The Gammon Man’s wife, a handsome Lau woman a decade younger than her husband, hurried out of the sleeping quarters. Sinuously she swayed her way to the kitchen attachment. She averted her gaze politely from the visitor as she passed.

‘A cup of tea?’ asked the Gammon Man. ‘Something to eat, maybe? My wife can cook an English breakfast if that’s what you’re used to these days. Ham and eggs, that sort of thing.’

‘No thanks,’ said Kella. ‘I tend to have my breakfast in the morning. I just want to ask you a few questions about the death of Papa Noah.’

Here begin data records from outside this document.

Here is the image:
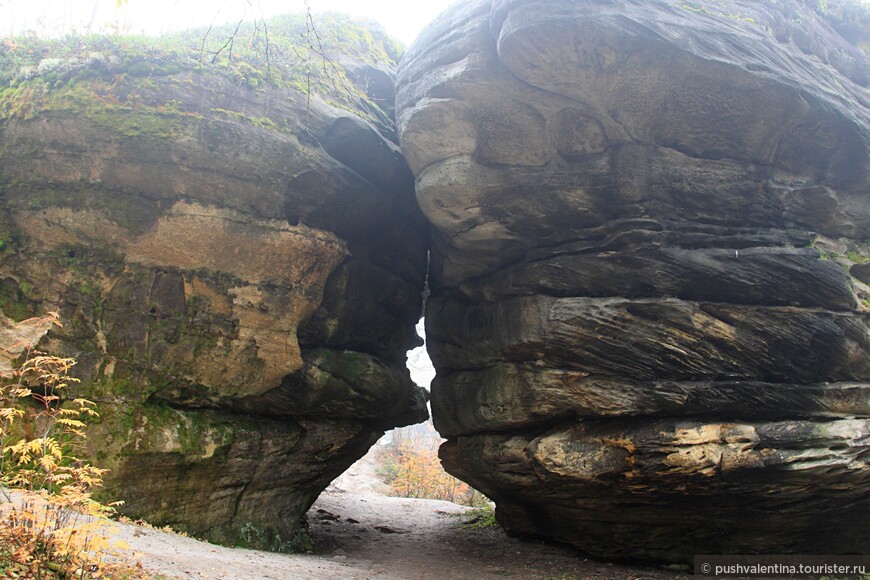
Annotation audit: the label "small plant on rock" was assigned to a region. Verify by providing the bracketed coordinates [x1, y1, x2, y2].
[0, 314, 145, 578]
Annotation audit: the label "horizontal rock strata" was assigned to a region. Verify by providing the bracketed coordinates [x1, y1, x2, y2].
[397, 0, 870, 562]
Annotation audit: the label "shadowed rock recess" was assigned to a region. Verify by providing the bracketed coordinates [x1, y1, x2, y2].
[397, 0, 870, 561]
[0, 16, 428, 550]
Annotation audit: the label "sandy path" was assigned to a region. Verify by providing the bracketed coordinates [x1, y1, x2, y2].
[109, 450, 680, 580]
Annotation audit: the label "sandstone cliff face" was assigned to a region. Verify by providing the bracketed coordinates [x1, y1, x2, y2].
[0, 13, 428, 550]
[397, 0, 870, 561]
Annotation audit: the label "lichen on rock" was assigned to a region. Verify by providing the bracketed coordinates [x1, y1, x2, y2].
[397, 0, 870, 562]
[0, 15, 427, 550]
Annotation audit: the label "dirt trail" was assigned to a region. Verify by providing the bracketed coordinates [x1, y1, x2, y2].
[118, 456, 678, 580]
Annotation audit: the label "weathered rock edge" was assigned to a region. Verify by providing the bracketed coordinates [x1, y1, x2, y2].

The Gammon Man nodded and pointed to one of the chairs. He sat opposite Kella and regarded the policeman expressionlessly. The Gammon Man’s real name was Wainoni. He had received his nickname through his fluency in English, acquired at a mission school, an apparently built-in high degree of self-confidence in his dealings with expatriates, and a matchless ability to lie fluently and expressively about any local topics that interested foreign academic researchers visiting Malaita.

Wainoni had embarked upon what was to become an increasingly lucrative career soon after the war, when his fluency in English had led to his being recruited as a guide by a visiting professor of anthropology. After a cautious start, he had realized that the gullible Australian researcher was prepared to accept as the gospel truth almost everything his loquacious native escort told him, and that it was much easier to make up his own stories about the history and customs of the jungle around them than it was to go to the trouble of visiting inconvenient and possibly dangerous regions of the hinterland to find out the truth. In pidgin ‘gammon’ meant to lie fluently.